Strava gets a PB with cloud-based data warehouse
Social networks are renowned for the amount of data they amass, and sports social networks like Strava are no different. Strava's data function was buckling under the weight of its own popularity, having recently passed the milestone of two billion uploaded activities. It had a 120 TB data warehouse, 13 trillion GPS data points and 15 million uploads per week. That volume of data became very difficult to handle and process.
"Trying to access and query the data caused gridlock."
There was a bottleneck and performance was suffering because there were limited connections into the database. “We had a growing set of users trying to access and query that data and it caused gridlock and poor performance on all sides. That was a real challenge for us to deal with,” said Cathy Tanimura, senior director of analytics and data science at Strava.
Tanimura manages the analysis and data science teams and saw that the performance of the database was so bad that the people who had to spend all day querying, would leave for a coffee break or even run a query overnight if they had made a mistake.
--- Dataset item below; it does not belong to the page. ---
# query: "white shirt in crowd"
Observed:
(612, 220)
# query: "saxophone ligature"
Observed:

She and her team would also have to ‘trick’ the database into returning queries.
Cloud-based data warehouse company Snowflake appeared on Strava’s radar because of its “compelling approach to compute and storage”. The decision to move Strava’s data to Snowflake was made at the end of 2017, implementation began in March 2018 and data had been fully transferred by June.
The transition took place with support, consultation and guidance from Snowflake, helping to unload the data from Strava’s old solution and load it into the cloud data warehouse.
According to Tanimura the switchover was virtually seamless, despite moving jobs that were running at the time. “The analysis team just didn’t have downtime. They were asking how to adjust over the course of a week, then folks were just up and running, got up to speed and got productive quickly,” she said.
"To query one billion rows is 20 minutes not 20 hours."
The result is much faster performance. Now if a member of her team needs to query one billion rows, will take 20 minutes to run instead of 20 hours. They are also able to change table structures without it affecting other team members who are querying the data. This is because it is running on different compute clusters.
A tangible upside of now being able to query quickly and have a continuous flow of analysis is that the analysts and data scientists have been freed up to do other things. Tanimura said they have rolled out a new tool to help track athlete interactions in the app, so Strava can understand which features users like and use.
They have also rolled out a new ETL scheduling process that helps Strava be more nimble and facilitates self-service of data. Strava is also changing its email vendor, and the data from that email vendor as well as data from the warehouse is helping to build a picture of the athletes - such as the type of athlete they are, the activities they have done in the past and whether they are a member of the premium Summit service – to improve email communications to them. Finally they data scientists and analysts have created a ‘Year in Sport’ highlight reel video for each user.
So Strava has hit a PB with data, while helping its users track theirs.